Выбрать главу

Сперва Нильс все уговаривал ее бежать, потом уже рисовал себе, сколь жестоко ранит Эрика открытие, что жена его и друг бежали вместе, и понемногу весь план стал представляться ему несбыточным, трагическим, и он перестал думать о нем, как и о многом другом (мало ли чего не хватало ему?), и всей душой предался обстоятельствам, не стремясь преобразовать их силою мечты либо скрыть за фестонами и гирляндами вымысла их существенные изъяны. Зато разве не сладка была ему любовь, наконец–то пришедшая настоящая любовь! Ведь то, что прежде считал он любовью, не была любовь, но всего лишь тяжкое томление одинокого сердца, либо горячая тоска мечтателя, либо пылкое предчувствие нервного подростка; то были потоки в океане любви, (мутные отражения ее блеска, ее осколки, как метеоры, мчащиеся сквозь ночь, — только осколки планеты. А любовь, оказывается, вон что она такое: мир целый — полный, огромный, устроенный; не дикий, отчаянный гон чувств; любовь — это природа сама, вечно переменчивая и родящая, и не успеет увянуть настроение, не успеет поблекнуть чувство, а уж пророс новый, свежий росток. Спокойно, вольно, глубоко дыша, — до чего же прекрасно любить, любить всем сердцем.

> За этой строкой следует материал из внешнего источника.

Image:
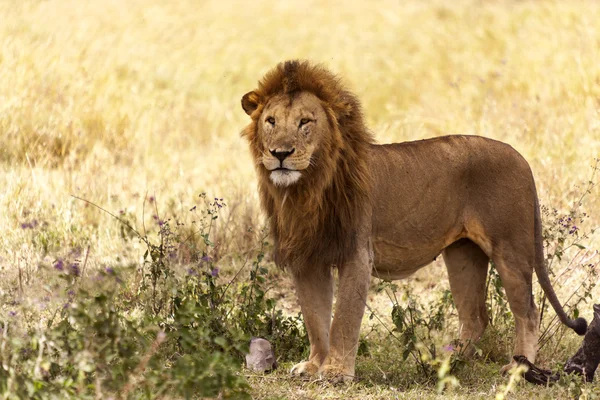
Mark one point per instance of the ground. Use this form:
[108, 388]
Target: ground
[135, 106]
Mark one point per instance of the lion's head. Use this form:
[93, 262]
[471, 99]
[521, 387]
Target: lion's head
[290, 130]
[310, 146]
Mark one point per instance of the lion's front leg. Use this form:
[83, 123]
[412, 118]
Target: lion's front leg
[354, 278]
[314, 288]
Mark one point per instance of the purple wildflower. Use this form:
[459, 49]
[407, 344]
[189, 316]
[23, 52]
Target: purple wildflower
[448, 348]
[74, 269]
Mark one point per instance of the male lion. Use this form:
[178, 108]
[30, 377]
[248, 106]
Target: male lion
[336, 199]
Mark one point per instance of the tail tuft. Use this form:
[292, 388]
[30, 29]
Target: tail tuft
[579, 326]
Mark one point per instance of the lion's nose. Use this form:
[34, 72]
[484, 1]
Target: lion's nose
[282, 155]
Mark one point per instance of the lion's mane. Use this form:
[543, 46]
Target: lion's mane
[315, 222]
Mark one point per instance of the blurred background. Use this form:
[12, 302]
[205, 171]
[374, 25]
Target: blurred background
[135, 106]
[118, 101]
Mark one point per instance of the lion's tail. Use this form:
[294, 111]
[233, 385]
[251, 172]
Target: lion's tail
[579, 325]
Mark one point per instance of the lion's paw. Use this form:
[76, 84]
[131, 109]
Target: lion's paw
[506, 369]
[305, 368]
[336, 373]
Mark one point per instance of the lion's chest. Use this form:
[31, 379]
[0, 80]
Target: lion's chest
[396, 261]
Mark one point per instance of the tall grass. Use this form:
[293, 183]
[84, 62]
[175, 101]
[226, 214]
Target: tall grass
[122, 102]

Дни теперь, новые, блестящие, падали прямо с неба, не мелькали больше назойливой чередой, точно старые картинки стереоскопа; и каждый нес откровение, — ведь ото дня ко дню Нильс делался больше, крупнее, выше. Он и не думал, что можно так глубоко, так сильно чувствовать, и выпадали минуты, когда он себе самому казался титаном, сверхчеловеком, до того неистощимой делалась его доброта, до того крылатая нежность распирала ему грудь, до того широко глядел он на все, до того исполински мягки становились его суждения.

То было начало и счастье, и долго еще были они счастливы.

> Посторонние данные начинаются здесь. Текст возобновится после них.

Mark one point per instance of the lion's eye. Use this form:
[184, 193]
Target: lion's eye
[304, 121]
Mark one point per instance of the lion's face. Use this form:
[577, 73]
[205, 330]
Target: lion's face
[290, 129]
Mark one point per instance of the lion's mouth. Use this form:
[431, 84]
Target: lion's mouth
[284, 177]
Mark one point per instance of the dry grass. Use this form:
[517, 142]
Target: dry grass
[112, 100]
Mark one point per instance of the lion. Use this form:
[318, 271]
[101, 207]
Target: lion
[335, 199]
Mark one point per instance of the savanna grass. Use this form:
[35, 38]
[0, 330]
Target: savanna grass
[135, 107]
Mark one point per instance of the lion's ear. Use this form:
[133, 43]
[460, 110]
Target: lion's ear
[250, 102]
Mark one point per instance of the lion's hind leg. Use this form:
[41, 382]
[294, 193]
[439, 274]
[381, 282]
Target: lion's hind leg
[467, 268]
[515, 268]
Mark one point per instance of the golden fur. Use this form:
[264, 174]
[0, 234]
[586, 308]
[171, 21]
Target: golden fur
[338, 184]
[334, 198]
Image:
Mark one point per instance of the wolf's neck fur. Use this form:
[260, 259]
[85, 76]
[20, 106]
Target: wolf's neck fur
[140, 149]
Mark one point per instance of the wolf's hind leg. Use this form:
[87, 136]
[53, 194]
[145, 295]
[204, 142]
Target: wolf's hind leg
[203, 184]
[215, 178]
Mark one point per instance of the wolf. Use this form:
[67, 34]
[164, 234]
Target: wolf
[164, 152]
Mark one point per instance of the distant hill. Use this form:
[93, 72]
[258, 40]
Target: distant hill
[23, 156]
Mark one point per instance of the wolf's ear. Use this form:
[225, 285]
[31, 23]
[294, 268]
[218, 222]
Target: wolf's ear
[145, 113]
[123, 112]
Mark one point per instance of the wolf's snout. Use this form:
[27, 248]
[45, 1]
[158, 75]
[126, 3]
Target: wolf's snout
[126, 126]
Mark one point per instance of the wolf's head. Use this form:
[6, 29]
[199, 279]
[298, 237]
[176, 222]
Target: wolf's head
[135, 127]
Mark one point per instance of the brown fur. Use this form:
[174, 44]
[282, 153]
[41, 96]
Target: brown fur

Ежечасная ложь, и притворство, и дух бесчестья пока еще оставались невластны над ними, не могли достичь тех восторженных вершин, куда вознес Нильс свою любовь; ибо он не был просто–напросто человек, соблазнивший жену друга, то есть был, конечно, и с вызовом это повторял, но к тому же он спас безвинную женщину, которую жизнь изранила, побила каменьями, запятнала; женщине, готовой погубить свою душу, он подарил веру в жизнь, в добрые ее силы, он поднял ее к благородному, высокому, он дал ей счастье. Что же лучше — безвинный ужас ее положения либо то, что он дал ей? Зачем спрашивать, жребий брошен.

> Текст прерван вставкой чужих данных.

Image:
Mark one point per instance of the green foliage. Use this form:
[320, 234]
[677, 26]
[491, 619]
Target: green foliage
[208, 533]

Впрочем, не то чтобы он вполне так думал. Редко ли строим мы теории, которыми не желаем потом руководиться, редко ли забегает наша мысль куда дальше, чем желает следовать за ней наше чувство правды и неправды? Но он носил в себе эти понятия, и они хоть отчасти обезвреживали яд непрестанно требовавшейся фальши, низости и вероломства.

Яд, однако ж, не мог не проникнуть в тонкие нервы, причиняя боль; ускорилось это еще и тем, что Эрик сразу после Нового года решил, что его осенила идея — нечто страшное, в зеленом, как рассказал он Нильсу. (Знаешь зеленые тона в Ионе Сальватора Розы? Ну так вот.)

Хоть работа Эрика состояла больше в том, что он лежал в мастерской на диване, дымил трубкой и читал Марриета, она удерживала его дома, вынуждая Нильса с Фениморой к двойной осторожности и к новым уловкам.

Изобретательность Фениморы навлекла первое облачко на небеса их счастья. Сперва Нильс ощутил лишь легкое, как пух, мимолетное сомнение, уж не благородней ли его любовь самой избранницы. То была даже не мысль, только робкая, беглая догадка, смущение ума.

Но догадка явилась снова, еще и еще, и от раза к разу делалась определенней. Удивительно, как быстро сумела она подкопаться, унизить, затушить сиянье. Страсть от этого не стала меньше, напротив, чем больше она снижалась, тем становилась горячей, ми рукопожатия украдкой под скатертью, поцелуи в прихожей и длинные взоры прямо на глазах у обманутого мужа решительно лишали ее величия. Счастье уж не стояло в зените над их головами, они обманом залучали его улыбку и свет, а уловки и хитрости стали теперь не печальным оброком, но радостной наградой, ложь стала их стихией, сделала их маленькими, жалкими. Всплыли и унизительные тайны, которые прежде каждый скрывал, щадя другого, ибо Эрик не отличался стыдливостью, и часто ему приходило на ум ласкаться к жене при Нильсе, целовать ее, сажать к себе на колени, а Фенимора не смела да и не могла отвергнуть по ласки, как прежде; сознание вины делало ее робкой и неуверенной.